The Uyghur Human Rights Project, Uyghur American Association, and World Uyghur Congress have sent a letter to the International Labour Organization (ILO), urging Director General Guy Ryder, to speak out forcefully against widespread Uyghur forced labor. The Uyghur groups are asking the ILO Governing Body to pass a resolution condemning China’s violation of its convention obligations.

“Uyghurs are asking why the ILO remains completely silent on the worst state-organized forced labor abuses in the world today,” said Uyghur Human Rights Project Executive Director Omer Kanat. “It is the ILO’s responsibility to address these crimes and hold the Chinese government accountable.”

World Uyghur Congress President Dolkun Isa added, “The forced labour of the Uyghur people can no longer go unnoticed, especially by the international body such that was founded to promote and protect workers’ rights globally.
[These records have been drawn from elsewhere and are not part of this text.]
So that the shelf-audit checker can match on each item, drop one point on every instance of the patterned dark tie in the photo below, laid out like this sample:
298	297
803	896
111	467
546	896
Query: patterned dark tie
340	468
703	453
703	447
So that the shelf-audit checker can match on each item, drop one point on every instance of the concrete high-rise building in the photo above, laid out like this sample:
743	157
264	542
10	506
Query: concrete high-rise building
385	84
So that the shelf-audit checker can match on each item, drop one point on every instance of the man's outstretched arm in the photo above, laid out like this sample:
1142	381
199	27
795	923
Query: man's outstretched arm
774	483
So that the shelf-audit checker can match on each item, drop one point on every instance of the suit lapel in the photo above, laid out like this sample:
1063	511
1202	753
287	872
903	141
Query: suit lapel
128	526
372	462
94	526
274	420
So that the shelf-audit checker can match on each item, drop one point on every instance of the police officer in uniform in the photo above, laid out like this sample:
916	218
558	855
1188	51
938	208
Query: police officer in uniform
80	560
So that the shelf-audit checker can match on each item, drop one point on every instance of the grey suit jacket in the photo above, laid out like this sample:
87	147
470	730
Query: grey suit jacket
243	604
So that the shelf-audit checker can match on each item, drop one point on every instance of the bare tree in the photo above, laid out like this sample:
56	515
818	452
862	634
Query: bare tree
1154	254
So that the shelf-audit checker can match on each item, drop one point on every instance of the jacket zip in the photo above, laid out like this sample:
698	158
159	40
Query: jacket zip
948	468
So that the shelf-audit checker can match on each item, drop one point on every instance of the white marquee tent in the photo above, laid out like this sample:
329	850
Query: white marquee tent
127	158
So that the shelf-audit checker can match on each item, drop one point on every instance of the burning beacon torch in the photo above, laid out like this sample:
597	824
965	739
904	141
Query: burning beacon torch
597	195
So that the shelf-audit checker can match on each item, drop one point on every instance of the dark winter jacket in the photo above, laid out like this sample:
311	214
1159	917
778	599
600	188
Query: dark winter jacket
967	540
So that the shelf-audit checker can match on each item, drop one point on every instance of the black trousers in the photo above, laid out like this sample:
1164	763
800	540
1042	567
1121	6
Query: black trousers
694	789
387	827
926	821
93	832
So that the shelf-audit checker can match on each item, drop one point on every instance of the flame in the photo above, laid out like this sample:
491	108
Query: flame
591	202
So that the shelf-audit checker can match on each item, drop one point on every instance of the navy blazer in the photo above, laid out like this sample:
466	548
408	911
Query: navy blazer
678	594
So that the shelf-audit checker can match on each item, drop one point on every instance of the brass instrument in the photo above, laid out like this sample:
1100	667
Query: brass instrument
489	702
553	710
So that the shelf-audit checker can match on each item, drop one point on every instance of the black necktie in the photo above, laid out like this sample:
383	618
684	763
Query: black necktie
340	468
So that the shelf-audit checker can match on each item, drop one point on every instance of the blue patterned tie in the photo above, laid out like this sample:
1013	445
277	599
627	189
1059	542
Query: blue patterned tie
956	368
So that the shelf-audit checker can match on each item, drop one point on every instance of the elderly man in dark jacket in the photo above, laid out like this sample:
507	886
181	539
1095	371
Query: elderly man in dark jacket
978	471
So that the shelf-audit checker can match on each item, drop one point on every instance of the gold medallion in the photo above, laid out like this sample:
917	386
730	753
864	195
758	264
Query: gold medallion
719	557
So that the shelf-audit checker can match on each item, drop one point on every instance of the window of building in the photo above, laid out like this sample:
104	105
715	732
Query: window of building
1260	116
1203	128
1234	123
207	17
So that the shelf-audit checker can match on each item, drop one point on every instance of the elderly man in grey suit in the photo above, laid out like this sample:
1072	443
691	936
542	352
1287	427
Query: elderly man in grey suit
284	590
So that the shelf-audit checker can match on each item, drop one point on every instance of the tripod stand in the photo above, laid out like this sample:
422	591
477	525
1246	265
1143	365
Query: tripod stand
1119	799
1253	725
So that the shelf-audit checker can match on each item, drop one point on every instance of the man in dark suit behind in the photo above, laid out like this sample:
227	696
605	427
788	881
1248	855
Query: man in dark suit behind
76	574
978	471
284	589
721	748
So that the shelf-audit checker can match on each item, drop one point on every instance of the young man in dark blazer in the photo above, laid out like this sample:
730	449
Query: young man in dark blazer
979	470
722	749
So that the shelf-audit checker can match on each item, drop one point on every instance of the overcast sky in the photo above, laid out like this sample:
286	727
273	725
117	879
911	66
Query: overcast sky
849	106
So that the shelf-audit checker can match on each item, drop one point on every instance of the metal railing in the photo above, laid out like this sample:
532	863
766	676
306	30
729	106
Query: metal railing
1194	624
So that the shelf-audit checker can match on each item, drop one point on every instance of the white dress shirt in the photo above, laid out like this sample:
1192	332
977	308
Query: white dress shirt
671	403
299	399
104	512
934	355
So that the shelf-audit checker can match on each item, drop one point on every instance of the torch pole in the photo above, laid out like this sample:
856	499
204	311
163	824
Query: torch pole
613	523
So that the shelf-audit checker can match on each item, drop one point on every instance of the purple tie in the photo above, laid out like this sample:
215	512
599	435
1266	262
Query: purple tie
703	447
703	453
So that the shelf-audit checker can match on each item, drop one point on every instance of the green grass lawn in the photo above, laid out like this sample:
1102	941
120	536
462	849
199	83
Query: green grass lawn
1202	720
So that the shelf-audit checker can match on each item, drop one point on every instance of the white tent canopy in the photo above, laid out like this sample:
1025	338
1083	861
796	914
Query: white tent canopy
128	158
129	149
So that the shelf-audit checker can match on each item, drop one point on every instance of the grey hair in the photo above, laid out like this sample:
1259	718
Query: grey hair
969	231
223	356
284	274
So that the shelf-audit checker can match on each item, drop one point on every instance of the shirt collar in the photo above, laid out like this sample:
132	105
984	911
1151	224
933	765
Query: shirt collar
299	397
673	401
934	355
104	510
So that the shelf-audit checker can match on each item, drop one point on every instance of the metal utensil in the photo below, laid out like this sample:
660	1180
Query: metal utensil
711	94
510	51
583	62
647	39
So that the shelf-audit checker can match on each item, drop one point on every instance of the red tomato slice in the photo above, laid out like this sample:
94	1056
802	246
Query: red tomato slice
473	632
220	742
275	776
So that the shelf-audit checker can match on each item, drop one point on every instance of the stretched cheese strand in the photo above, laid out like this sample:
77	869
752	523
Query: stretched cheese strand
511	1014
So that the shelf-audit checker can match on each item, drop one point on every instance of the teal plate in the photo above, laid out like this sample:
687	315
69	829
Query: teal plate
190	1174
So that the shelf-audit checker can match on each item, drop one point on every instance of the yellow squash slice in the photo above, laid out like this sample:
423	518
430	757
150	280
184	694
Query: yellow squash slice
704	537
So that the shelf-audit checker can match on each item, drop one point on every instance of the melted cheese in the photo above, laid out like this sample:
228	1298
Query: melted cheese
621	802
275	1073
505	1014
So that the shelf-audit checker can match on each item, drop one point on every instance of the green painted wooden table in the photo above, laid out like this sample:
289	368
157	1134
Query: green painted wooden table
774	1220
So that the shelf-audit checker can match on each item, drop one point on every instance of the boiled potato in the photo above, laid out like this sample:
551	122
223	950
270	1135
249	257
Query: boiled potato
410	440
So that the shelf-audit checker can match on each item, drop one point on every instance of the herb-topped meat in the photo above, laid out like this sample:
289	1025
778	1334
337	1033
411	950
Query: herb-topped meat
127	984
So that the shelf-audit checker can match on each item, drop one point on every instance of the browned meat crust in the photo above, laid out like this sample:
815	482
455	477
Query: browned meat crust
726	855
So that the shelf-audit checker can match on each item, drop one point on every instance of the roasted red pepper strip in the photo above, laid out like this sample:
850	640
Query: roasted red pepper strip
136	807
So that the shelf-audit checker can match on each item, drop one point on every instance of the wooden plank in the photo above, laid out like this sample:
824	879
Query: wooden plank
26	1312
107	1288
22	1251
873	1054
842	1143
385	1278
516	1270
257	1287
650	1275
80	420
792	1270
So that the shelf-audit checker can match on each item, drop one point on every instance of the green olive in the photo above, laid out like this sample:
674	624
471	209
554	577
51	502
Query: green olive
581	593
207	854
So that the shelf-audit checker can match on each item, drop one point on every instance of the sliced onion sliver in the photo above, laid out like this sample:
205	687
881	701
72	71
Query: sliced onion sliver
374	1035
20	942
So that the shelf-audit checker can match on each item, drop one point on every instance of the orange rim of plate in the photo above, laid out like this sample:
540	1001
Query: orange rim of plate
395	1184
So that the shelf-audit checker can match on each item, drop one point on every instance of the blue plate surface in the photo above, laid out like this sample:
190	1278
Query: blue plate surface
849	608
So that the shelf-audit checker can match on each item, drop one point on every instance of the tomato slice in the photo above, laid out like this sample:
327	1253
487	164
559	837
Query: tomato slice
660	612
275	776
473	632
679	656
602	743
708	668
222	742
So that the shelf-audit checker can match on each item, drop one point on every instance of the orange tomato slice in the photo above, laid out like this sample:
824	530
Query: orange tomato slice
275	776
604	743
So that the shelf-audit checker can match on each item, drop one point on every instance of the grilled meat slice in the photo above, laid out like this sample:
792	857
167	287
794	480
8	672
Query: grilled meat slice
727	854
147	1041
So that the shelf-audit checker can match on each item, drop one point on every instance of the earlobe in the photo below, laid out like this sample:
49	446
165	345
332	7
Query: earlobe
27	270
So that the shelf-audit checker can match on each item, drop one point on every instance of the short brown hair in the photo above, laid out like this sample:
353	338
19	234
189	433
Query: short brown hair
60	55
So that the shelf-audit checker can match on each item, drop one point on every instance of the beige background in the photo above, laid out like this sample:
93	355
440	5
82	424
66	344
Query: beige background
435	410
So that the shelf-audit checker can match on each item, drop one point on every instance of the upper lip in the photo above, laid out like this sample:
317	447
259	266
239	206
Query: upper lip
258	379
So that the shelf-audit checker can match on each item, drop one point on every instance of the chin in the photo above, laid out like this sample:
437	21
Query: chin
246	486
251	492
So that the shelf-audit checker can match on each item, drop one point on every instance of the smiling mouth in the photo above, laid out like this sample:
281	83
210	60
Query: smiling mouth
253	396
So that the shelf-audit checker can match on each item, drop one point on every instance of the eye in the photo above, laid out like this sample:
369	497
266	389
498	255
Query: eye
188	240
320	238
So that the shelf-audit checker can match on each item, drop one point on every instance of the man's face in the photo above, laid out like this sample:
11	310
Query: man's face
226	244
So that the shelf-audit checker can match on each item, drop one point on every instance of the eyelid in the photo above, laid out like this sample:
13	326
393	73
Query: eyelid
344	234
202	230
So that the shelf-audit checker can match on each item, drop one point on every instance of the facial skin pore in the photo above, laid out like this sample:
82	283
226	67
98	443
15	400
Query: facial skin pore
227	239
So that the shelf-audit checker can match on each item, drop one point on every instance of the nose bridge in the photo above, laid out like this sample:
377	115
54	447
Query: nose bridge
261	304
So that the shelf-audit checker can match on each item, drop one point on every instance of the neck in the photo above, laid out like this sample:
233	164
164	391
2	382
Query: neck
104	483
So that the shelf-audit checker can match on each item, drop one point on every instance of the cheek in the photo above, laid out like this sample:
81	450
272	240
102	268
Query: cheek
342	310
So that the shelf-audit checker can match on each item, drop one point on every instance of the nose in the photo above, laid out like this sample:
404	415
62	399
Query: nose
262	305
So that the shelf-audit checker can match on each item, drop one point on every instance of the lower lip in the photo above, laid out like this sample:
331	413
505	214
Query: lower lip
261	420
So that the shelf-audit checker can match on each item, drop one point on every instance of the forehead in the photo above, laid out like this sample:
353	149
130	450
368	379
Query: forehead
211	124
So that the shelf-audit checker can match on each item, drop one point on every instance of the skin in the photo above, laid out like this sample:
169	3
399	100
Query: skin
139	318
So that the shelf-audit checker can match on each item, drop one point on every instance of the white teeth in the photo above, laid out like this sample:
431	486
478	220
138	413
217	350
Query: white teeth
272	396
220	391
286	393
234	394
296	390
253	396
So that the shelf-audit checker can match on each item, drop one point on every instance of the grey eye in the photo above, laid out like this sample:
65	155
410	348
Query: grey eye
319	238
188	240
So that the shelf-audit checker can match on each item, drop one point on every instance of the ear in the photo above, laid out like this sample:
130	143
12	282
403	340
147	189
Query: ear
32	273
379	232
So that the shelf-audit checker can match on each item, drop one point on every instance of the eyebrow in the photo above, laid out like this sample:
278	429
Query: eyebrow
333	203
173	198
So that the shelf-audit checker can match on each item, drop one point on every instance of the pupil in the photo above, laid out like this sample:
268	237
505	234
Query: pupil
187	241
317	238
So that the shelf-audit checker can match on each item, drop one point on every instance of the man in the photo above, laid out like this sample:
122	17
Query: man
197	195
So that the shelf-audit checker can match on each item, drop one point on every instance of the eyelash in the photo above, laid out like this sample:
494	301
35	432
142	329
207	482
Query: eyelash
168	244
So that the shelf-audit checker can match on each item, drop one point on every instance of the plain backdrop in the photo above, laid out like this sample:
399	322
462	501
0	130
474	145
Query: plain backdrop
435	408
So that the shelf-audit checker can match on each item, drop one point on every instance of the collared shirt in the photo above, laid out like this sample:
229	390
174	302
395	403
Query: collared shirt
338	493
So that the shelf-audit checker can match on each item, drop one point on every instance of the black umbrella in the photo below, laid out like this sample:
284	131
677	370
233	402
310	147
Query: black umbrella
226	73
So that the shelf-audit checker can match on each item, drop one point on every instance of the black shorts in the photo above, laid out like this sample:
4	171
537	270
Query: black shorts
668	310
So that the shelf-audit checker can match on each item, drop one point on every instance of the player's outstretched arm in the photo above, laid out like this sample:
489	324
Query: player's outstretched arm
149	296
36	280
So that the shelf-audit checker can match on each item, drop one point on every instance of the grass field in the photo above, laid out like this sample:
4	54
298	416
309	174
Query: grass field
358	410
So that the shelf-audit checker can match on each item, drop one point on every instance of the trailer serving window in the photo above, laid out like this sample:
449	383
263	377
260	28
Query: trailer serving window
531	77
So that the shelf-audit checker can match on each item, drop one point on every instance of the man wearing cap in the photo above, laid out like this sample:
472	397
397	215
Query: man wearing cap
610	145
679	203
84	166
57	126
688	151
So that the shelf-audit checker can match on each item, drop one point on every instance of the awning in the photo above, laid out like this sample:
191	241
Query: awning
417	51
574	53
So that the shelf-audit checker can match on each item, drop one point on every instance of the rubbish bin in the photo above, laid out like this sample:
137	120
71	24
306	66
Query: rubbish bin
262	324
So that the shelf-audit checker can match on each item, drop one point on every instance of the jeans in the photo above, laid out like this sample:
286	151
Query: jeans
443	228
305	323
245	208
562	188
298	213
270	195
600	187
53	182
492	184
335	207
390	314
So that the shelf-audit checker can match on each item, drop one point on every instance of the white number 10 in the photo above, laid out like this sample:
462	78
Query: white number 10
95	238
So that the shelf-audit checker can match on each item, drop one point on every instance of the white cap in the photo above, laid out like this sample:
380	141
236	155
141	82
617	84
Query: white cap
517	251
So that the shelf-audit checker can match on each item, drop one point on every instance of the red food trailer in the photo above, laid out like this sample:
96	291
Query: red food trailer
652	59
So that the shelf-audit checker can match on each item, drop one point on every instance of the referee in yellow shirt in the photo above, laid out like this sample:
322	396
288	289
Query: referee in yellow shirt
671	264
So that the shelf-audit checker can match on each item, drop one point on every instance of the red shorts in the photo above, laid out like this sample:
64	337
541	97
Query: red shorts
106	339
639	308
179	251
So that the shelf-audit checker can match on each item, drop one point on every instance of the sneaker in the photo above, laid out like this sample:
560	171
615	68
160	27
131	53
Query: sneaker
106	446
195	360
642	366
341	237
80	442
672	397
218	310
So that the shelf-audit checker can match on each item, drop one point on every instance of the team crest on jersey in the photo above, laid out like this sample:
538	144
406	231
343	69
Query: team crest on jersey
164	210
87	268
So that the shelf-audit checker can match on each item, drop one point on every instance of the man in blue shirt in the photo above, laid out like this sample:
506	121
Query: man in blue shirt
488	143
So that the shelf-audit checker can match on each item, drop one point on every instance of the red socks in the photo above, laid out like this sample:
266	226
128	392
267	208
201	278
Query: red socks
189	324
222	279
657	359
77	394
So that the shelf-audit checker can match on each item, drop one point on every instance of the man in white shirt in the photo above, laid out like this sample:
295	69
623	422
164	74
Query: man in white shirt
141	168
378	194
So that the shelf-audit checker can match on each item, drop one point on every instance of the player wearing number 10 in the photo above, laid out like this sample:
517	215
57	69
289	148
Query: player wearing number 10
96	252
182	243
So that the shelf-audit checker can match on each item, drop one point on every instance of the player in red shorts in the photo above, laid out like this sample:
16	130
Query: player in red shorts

The Uyghur community expects to see a strong statement from the ILO condemning China’s abuses of Uyghur workers’ rights.”

The letter notes that the Chinese government has ratified ILO Convention 111, which prohibits discrimination in employment on the basis of race and religion, as well as Convention 122, which requires states to “pursue, as a major goal, an active policy designed to promote full, productive and freely chosen employment.”

The ILO Committee of Experts has issued guidance confirming that under Convention 122, the prevention and prohibition of compulsory labour is a “condition sine qua non of freedom of choice of employment.”

The Government of China is also bound to respect, promote and realize the prohibition of forced or compulsory labour pursuant to the 1998 ILO Declaration on Fundamental Principles and Rights at Work, despite the fact that it has not ratified the Forced Labour Convention.

As the global body charged with promoting the rights of working people worldwide, the ILO must live up to its obligation to promote internationally recognized human and labor rights, including taking a stand against forced labor—wherever it occurs.

Likewise, the ILO must not remain silent in the face of this pattern of egregious human and labour rights violations in the Uyghur Region today.